Conductor, originally built at Netflix and now maintained by Orkes, is still active and used in production at scale, but it leans more toward YAML-defined workflows and a different operational model; community sentiment generally puts Temporal ahead for code-first teams.
Deployment options
Temporal Cloud is the fastest path to production. Managed Temporal Server, no infrastructure to run, pay per action. The visibility UI is hosted, namespaces are isolated, and they handle scaling, upgrades, and availability. For most teams, this is the right answer. You’re paying to not operate a distributed system.

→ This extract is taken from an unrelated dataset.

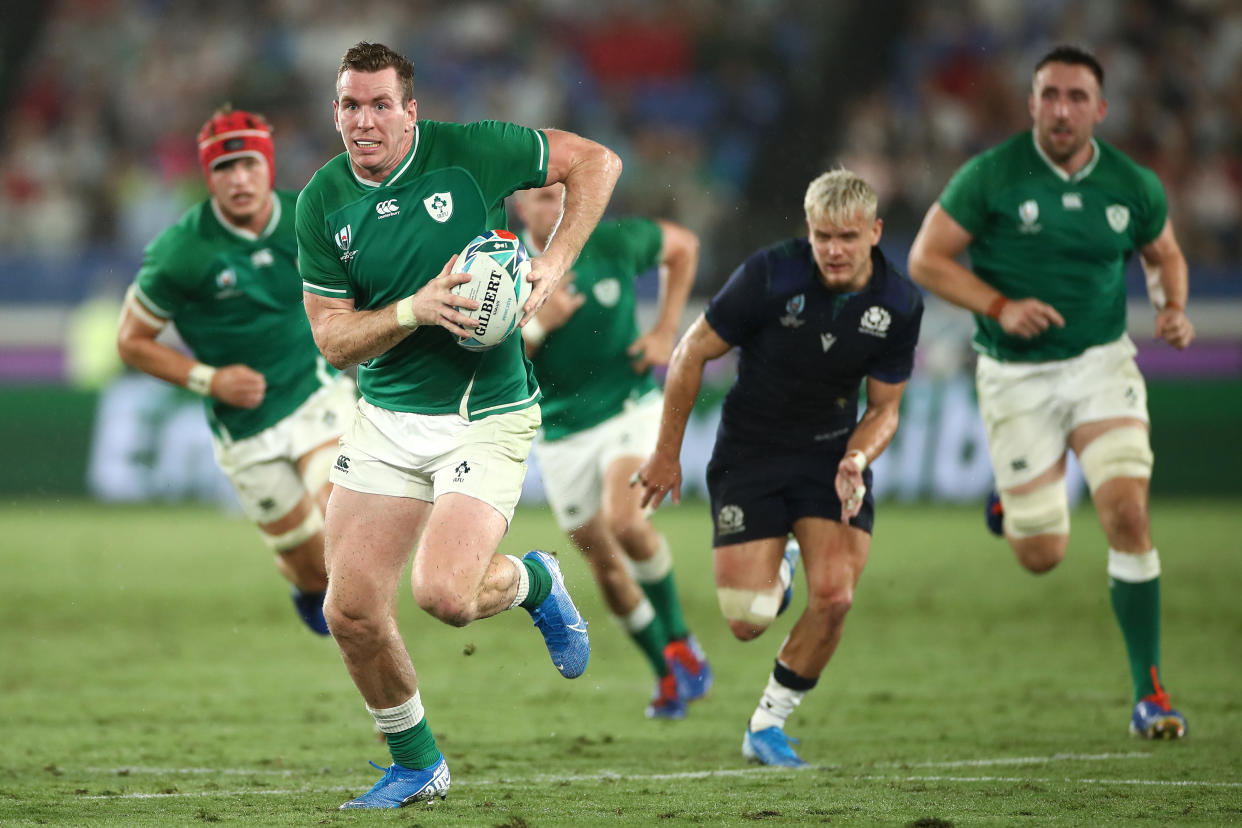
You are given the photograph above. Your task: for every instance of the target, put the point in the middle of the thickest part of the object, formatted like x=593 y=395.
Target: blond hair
x=837 y=196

Self-hosted on Kubernetes (we do this at Refold) gives you full control and no per-action cost at scale. The operational burden is real: Temporal Server needs a persistence backend (PostgreSQL is the pragmatic choice; Cassandra if you need extreme scale), and the Visibility store (Elasticsearch or PostgreSQL) for workflow search. You’re now responsible for backups, upgrades, and availability. The Temporal Helm chart gets you started, but plan for operational investment.
Local development is handled by temporal server start-dev (via the Temporal CLI), a single binary that runs a local Temporal server with an in-memory persistence backend. It’s fast to start and easy to script into a docker-compose setup for your whole stack. Invest in this early; onboarding engineers to Temporal is much easier when the local story is one command.

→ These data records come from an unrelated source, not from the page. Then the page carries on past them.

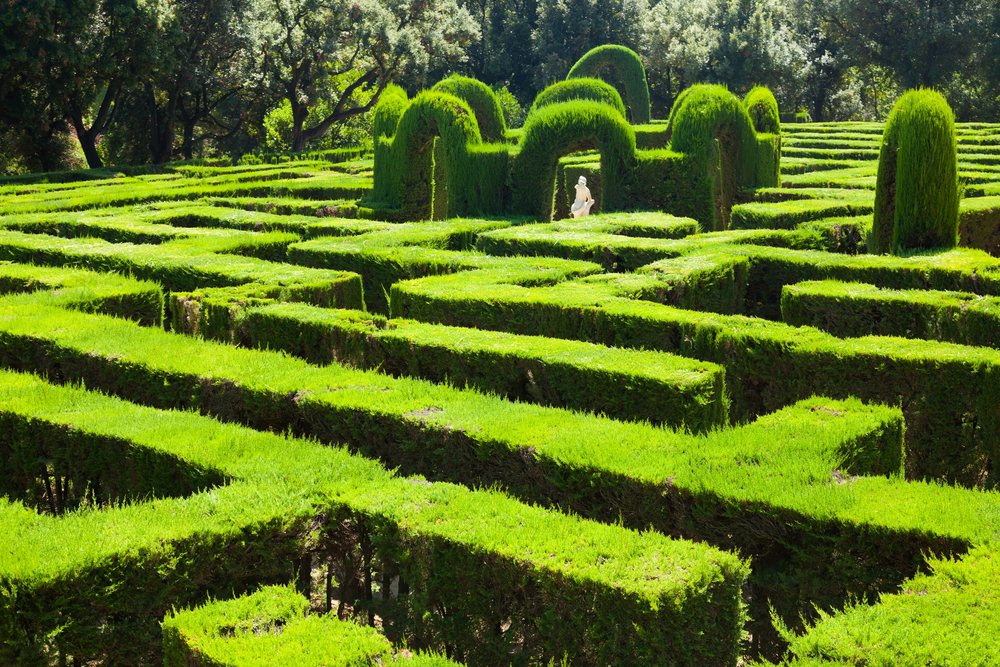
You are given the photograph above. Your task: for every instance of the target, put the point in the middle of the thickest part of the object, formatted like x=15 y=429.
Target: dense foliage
x=124 y=81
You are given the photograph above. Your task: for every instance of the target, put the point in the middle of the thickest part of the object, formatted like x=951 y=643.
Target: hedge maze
x=395 y=406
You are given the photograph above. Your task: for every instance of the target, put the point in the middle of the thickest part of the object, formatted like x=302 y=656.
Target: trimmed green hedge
x=293 y=499
x=622 y=384
x=768 y=364
x=251 y=387
x=273 y=626
x=181 y=267
x=711 y=124
x=916 y=195
x=628 y=69
x=856 y=309
x=943 y=617
x=567 y=127
x=482 y=101
x=979 y=224
x=578 y=89
x=763 y=110
x=390 y=108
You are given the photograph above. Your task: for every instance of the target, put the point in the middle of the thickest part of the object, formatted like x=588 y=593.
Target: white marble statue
x=584 y=201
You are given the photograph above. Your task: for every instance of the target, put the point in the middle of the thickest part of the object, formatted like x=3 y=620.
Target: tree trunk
x=299 y=114
x=187 y=146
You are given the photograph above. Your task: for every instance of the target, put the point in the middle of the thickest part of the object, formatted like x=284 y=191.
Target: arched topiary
x=578 y=89
x=916 y=192
x=409 y=172
x=391 y=105
x=763 y=110
x=567 y=127
x=711 y=123
x=481 y=100
x=629 y=69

One practical note: your workers are just processes your team runs. You deploy and scale them the same way you deploy anything else. Temporal Server is the only new infrastructure. Keep that mental model clear.
What we’d do differently
Make the local dev story a first-class concern on day one. We underinvested early and it slowed onboarding. The goal: one command brings up the whole stack including the Temporal server, workers, and the UI. Get there before you have more than two engineers touching workflow code.
Understand versioning before you ship the first workflow. patched() / getVersion is not complicated, but it has to be in your muscle memory before your first production deploy. The failure mode: non-determinism errors on in-flight workflows is confusing if you haven’t thought about it upfront. As new requirements come in and workflows evolve, this becomes non-negotiable.

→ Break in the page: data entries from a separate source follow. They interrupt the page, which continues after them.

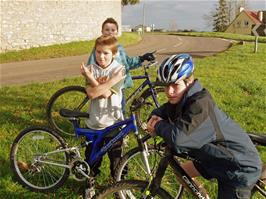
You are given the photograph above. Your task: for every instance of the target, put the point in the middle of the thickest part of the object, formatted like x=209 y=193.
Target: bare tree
x=220 y=17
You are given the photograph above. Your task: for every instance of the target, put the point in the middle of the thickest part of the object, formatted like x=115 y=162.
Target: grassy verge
x=236 y=78
x=238 y=37
x=61 y=50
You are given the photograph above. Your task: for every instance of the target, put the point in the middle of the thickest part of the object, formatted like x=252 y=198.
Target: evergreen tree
x=220 y=17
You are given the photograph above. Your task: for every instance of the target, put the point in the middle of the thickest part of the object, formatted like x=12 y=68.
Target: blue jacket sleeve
x=92 y=59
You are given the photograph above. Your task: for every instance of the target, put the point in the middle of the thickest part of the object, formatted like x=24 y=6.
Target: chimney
x=260 y=15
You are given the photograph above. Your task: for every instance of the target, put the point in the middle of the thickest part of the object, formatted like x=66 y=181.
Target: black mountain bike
x=142 y=100
x=156 y=186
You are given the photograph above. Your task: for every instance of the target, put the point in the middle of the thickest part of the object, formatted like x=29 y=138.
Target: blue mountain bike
x=42 y=160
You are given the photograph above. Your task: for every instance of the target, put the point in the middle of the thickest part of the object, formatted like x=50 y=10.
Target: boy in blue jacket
x=191 y=122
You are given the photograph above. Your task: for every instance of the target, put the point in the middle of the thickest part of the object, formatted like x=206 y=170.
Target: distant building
x=31 y=23
x=245 y=20
x=138 y=28
x=126 y=28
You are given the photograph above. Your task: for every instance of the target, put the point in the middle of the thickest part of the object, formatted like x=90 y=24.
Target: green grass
x=236 y=78
x=238 y=37
x=61 y=50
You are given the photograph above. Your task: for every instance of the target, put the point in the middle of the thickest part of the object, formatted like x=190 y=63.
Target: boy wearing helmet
x=191 y=122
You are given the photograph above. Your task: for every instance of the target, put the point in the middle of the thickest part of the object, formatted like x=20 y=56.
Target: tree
x=220 y=17
x=234 y=6
x=127 y=2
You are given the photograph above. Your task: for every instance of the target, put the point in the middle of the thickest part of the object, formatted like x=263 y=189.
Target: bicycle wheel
x=70 y=97
x=147 y=105
x=127 y=187
x=34 y=167
x=132 y=167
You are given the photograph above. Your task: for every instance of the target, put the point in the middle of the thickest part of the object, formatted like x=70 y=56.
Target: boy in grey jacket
x=191 y=122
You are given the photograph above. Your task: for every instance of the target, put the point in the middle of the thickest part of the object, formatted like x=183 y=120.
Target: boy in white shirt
x=105 y=80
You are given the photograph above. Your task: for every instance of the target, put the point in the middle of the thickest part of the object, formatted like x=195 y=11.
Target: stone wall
x=34 y=23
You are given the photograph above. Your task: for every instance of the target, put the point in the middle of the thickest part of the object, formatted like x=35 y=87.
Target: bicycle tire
x=169 y=182
x=147 y=105
x=258 y=139
x=116 y=189
x=70 y=97
x=26 y=163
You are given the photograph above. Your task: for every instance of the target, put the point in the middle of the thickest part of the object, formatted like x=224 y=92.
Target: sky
x=181 y=14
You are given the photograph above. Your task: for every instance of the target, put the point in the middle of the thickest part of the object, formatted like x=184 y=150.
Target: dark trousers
x=114 y=156
x=229 y=192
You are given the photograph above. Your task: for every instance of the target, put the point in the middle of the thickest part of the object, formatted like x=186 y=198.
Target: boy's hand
x=119 y=73
x=85 y=71
x=102 y=80
x=151 y=124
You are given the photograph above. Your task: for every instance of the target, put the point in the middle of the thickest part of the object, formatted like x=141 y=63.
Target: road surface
x=45 y=70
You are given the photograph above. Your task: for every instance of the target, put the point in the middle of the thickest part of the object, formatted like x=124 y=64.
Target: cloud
x=186 y=14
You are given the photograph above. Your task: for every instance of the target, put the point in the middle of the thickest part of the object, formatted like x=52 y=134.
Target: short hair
x=110 y=20
x=109 y=40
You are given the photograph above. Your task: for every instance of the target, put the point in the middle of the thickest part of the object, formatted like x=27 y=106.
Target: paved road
x=58 y=68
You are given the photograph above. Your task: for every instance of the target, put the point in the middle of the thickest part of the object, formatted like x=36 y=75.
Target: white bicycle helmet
x=175 y=68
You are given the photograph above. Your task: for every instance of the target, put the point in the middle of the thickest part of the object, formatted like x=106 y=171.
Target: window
x=246 y=23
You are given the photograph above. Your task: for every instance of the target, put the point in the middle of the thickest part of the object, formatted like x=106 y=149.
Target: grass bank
x=236 y=78
x=61 y=50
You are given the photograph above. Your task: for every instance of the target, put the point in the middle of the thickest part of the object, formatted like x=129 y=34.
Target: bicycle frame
x=147 y=82
x=187 y=181
x=96 y=136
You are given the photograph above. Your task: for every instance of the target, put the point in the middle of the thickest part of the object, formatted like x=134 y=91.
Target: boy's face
x=175 y=92
x=109 y=29
x=104 y=56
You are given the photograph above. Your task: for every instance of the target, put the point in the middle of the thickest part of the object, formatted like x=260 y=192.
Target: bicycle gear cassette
x=80 y=170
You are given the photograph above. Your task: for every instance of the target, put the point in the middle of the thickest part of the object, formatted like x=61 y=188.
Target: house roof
x=253 y=15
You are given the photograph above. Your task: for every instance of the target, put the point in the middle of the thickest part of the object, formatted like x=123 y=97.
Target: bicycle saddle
x=72 y=113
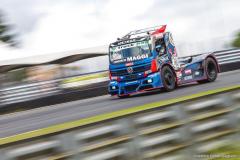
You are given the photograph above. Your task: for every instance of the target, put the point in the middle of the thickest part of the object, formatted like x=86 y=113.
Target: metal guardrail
x=28 y=92
x=39 y=90
x=181 y=131
x=36 y=90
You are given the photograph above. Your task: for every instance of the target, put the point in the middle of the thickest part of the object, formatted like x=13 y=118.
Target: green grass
x=107 y=116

Set activity timeouts deliberately, not permissively. The default is to be generous with timeouts “just in case.” Resist this. Tight timeouts + heartbeating catch problems faster and make your system more predictable. A 30-minute startToCloseTimeout on an activity that should take 5 seconds means a stuck activity blocks its workflow for 30 minutes before you know anything is wrong. This can lead to overall performance degradation at scale.
Verdict
Temporal is the right tool for a specific class of problems: workflows that are multi-step, stateful, long-running, or that need to react to external events. For those problems, it removes a category of complexity like reliability, observability, and retry logic that you’d otherwise own yourself, badly.
It’s not the right tool for everything. Simple background jobs that run in seconds and don’t need cross-step state don’t need durable execution. Don’t reach for Temporal because it’s interesting; reach for it because your workflows are complex enough that the alternative is hand-rolling the same guarantees at lower quality.
For AI agent workflows, I think the case is close to obvious. The patterns match too well to ignore: durable state, retriable activities, signals for human-in-the-loop, child workflows for composable agents. If you’re building agentic features today and your agent tasks run longer than a single request, you’re either using Temporal (or something like it), or you’re accumulating reliability debt.
At Refold, the migration paid for itself in reduced debugging time within the first quarter. The ability to ask “what is this workflow doing right now?” and get a real answer, rather than a log-grepping exercise, is worth more than I expected.
Integrations are only as reliable as the workflows that drive them. Temporal makes it possible to build that reliability once, correctly, and stop thinking about it.